A few weeks ago I was showing the communication director of a large bank how easy it was to find things that people say in videos. I found all the mentions of “consciousness” in a library of TED videos in a few seconds. When I turned to ask him what he thought, his face was a mixture of disbelief and anger. Instead of a banal “Wow, that’s really cool”, I heard “I spent five days of my life last month finding every mention of “bitcoin” by our Chairman in the past year. I had to watch every single recorded video in which my team knew he appeared. And I’m sure we missed quite a few.”

He did the math and came to the conclusion that indexing all of their video content with Clarify’s technology would more than pay for itself the next time they had a project like that one. Just one.

One of my nephews is dyslexic. The effort he has to put into reading leaves very little room to concentrate on the thread of information extracted from the text. This is catastrophic, although less catastrophic than it used to be. He does most of his reading by listening to audio books. But he still faces a disadvantage that his classmates don’t even consider.

When he studies for tests, he has no easy way of searching for passages he wants to review.
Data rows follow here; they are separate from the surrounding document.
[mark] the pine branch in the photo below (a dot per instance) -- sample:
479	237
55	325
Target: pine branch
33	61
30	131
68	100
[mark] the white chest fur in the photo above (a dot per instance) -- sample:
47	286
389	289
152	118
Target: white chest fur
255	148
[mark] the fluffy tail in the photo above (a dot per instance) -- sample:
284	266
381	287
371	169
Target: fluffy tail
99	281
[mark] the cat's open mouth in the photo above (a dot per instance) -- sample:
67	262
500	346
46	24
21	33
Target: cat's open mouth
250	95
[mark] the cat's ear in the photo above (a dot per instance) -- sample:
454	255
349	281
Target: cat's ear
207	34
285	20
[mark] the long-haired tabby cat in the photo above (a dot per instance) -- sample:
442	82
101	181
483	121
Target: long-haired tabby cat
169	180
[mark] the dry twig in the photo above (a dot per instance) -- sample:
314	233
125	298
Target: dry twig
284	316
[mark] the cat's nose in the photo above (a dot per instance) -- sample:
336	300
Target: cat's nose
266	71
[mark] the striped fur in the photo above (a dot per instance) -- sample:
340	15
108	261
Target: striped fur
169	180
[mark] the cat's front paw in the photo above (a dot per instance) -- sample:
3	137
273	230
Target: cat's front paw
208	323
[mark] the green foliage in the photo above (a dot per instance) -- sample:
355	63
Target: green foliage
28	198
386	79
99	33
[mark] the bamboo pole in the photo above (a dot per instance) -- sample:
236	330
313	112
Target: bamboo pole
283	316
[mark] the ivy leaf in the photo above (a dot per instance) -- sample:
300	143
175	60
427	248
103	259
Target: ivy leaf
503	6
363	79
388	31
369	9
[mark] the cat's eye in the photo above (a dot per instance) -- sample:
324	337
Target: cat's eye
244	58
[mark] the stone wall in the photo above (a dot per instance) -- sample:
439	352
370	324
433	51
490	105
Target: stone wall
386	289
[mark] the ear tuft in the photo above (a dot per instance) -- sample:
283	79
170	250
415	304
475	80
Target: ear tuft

He has no way of skimming his books, using titles and text call outs as clues to find the content he’s interested in.

Luckily a few companies in the educational space are working with Clarify’s technology to address this very problem. Mobento is continuing to make inroads into secondary schools and universities because they make content searchable. If they combine what they’ve already done with external markers that allow the equivalent of skimming, they’ll make it possible for my nephew to absorb, discover, and review his school “books” just as effectively as his classmates.

In both of these situations, being able to treat media as text in order to make it both discoverable and randomly accessible is critical. Although we should consider the inadequacy of the textual representation, we shouldn’t dwell on it. This is an important step in our journey to make the world’s knowledge accessible to everyone.